Prediction of mechanical equipment fault diagnosis based on IPSO-GRU deep learning algorithm
Data publikacji: 30 wrz 2023
Otrzymano: 17 gru 2022
Przyjęty: 10 kwi 2023
DOI: https://doi.org/10.2478/amns.2023.2.00424
Słowa kluczowe
© 2023 Peng Wang et al., published by Sciendo
This work is licensed under the Creative Commons Attribution 4.0 International License.

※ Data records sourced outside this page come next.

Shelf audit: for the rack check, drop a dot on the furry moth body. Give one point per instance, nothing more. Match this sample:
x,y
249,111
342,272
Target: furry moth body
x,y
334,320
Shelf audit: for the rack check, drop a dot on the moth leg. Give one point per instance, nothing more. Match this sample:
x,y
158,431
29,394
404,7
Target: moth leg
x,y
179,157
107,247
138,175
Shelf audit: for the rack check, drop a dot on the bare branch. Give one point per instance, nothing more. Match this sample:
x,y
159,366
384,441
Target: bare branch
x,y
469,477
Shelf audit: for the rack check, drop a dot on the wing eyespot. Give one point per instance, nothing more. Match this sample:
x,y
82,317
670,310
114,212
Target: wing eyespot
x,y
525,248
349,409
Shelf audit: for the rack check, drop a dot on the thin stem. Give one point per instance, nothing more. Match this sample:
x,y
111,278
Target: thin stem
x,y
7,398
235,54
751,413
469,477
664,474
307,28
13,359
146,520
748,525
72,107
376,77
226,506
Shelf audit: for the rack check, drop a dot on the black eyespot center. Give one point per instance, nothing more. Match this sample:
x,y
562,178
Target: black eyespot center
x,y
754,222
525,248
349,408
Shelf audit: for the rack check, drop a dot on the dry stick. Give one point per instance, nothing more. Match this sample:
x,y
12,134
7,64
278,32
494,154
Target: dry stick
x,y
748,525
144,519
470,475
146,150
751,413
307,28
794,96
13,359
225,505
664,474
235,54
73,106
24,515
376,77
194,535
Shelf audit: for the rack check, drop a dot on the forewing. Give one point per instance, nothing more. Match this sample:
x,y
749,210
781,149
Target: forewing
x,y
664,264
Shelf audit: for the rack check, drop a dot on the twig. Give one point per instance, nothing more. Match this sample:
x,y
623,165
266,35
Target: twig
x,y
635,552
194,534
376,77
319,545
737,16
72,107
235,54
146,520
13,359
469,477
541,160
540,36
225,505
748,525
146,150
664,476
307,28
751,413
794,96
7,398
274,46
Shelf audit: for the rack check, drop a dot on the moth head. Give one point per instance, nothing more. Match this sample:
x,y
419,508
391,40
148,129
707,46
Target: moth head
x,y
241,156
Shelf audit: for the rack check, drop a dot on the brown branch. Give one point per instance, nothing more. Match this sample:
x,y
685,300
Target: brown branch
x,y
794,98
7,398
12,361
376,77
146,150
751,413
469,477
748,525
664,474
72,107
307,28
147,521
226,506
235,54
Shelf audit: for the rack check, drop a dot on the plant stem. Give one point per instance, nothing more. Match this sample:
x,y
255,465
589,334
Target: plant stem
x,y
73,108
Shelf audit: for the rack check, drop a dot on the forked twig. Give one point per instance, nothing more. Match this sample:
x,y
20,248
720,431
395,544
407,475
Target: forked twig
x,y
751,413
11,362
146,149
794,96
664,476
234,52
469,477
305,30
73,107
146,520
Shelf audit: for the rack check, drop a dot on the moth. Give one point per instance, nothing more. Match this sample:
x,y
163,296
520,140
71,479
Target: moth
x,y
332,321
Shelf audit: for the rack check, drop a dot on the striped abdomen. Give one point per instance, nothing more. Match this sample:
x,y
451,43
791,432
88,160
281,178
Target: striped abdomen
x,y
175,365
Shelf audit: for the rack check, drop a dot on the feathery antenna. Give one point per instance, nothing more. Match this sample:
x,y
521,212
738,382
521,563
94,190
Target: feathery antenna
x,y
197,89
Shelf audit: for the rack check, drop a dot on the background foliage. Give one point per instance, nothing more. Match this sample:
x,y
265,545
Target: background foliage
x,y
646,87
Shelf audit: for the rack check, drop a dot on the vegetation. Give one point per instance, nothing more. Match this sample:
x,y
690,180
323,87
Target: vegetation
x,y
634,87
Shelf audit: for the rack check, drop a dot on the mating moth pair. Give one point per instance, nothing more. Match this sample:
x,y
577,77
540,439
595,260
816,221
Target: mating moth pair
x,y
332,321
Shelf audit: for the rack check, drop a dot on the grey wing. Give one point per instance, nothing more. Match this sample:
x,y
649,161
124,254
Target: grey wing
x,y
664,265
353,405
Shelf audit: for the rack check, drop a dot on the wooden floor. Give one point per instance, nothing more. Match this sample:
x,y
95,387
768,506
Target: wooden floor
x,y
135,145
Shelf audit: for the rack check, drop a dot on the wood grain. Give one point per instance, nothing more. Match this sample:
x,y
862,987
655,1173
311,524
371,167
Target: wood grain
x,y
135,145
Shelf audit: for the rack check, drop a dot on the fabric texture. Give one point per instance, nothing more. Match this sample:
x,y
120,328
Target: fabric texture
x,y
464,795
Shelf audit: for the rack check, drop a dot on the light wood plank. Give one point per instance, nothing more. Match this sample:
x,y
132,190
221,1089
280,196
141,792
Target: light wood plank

Exploring effective logistics machinery and equipment fault diagnosis and prediction technology to achieve efficient and stable operation of logistics machinery and equipment. In this paper, starting from the logistics machinery and equipment fault diagnosis technology, we optimize the hyperparameters of the recurrent gate unit neural network by using the improved second-order oscillatory particle swarm algorithm and then construct the IPSO-GRU logistics machinery and equipment fault prediction model. The IPSO-GRU model is used to test the prediction effect of the hydraulic lift table and logistics hoist by using the historical data of the hydraulic lift table as training data. The prediction accuracy of the IPSO-GRU model was improved by 6% compared with BP neural network. From the prediction results of the logistic hoist, only 6 out of 250 data samples failed to achieve accurate prediction. This shows that the IPSO-GRU model can effectively achieve the prediction of logistics machinery and equipment fault diagnosis and also provides a proven method for predictive maintenance of logistics equipment.